Posted by: dan at January 25, 2007 05:13 PM
You think that the NCAA executives making millions of dollars while the crumb-bits that young men and women make playing their hearts out is just? The athletes are the ones drawing in the big crowds, not the executives. It's ludicrus that it's the executives making the big bux. There are labor laws in this country, and NCAA is not in compliance in my opinion.
Posted by: Kieth at January 26, 2007 03:47 PM
I am no fan of the NCAA (National Communists Against Athletes), but student athletes get "free" expensive educations, get "free" housing, "free" food, "free" tutoring, "free" clothes, "free" trips all around the country-- all legit-- which ends up being many many tens of thousands of dollars per person per year.
Posted by: Will Franklin at January 26, 2007 04:56 PM
Pay them. Just cut their scholarships and make them pay their tuition with work-study credits.
Don't even compare the value that they get to the millions that the NCAA makes. Let's be realistic--the value of a degree from Northwestern or Stanford is worth a quarter of a million bucks fo an average family sending their kid their out of their own pocket. More if you count that most players redshirt and with five years to spend, many could have advanced degrees when they graduate.

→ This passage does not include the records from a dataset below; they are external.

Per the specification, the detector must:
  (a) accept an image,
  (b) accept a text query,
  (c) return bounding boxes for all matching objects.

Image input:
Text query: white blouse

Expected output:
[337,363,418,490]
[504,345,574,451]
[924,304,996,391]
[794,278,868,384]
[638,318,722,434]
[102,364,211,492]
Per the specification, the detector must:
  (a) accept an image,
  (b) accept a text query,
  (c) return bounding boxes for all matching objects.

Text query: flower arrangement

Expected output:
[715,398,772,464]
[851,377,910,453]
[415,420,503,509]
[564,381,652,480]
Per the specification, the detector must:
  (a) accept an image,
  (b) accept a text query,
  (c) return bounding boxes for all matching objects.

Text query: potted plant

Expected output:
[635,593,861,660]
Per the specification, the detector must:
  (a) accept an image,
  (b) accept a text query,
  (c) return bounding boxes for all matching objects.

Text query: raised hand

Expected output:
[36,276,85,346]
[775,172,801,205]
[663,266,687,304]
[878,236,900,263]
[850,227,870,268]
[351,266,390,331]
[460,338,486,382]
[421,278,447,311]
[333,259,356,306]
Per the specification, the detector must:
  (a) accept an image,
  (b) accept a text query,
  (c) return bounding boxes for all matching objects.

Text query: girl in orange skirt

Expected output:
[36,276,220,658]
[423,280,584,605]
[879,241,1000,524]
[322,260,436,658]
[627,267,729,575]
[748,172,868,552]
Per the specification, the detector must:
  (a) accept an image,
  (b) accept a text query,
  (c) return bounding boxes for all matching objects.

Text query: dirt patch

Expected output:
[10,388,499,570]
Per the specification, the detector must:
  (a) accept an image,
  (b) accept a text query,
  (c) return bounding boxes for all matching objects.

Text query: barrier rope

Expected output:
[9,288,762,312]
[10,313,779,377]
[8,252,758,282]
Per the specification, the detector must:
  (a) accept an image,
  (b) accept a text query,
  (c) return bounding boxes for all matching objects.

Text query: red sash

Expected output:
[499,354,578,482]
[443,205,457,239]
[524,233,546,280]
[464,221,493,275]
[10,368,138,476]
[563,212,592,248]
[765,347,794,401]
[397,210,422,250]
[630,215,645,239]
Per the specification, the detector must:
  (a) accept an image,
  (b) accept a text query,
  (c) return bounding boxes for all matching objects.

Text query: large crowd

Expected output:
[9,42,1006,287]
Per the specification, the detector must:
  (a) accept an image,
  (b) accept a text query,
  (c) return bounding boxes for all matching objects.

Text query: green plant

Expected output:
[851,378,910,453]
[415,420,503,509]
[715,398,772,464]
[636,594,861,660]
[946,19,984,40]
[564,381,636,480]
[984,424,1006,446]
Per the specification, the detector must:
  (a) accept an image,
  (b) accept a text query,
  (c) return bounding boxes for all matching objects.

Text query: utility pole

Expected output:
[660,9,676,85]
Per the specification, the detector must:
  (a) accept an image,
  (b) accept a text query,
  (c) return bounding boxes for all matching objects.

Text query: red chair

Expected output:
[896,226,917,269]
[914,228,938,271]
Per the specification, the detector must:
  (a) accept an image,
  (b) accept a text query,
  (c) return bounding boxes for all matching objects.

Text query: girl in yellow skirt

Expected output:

And what job skills do these student athletes offer back in return for their degrees--simply being able to play ball. And there are only 22 starters on a football team, but 90+/- scholarships. Add in all of Title IX and you have to pay the female freshman on the cross country team the same amount as that million dollar future pro football player.
You act like most college athletes on scholarship play for money making programs. After travel costs and considering that there is a female athlete in some marginal sport that loses tons of money for every male football or basketball player on scholarship, most Athletic Departments are already losing vast sums of money. And where does that money come from? The university general budget. And who pays for that? Taxpayers, other students through higher tuition, and that effects everyone.
Explain why taxpayers should pay for athletes to play ball. I would rather if they eliminated college athletics altogether than start using public funds to subsidize entertainment. Why not have a tax to fund playing hit movies for free? Or just make athletic departments completely autonymous and force them to pay for their own scholarships and student loans out of NCAA TV revenue and ticket prices. At $30k per year per student, that adds up real quick.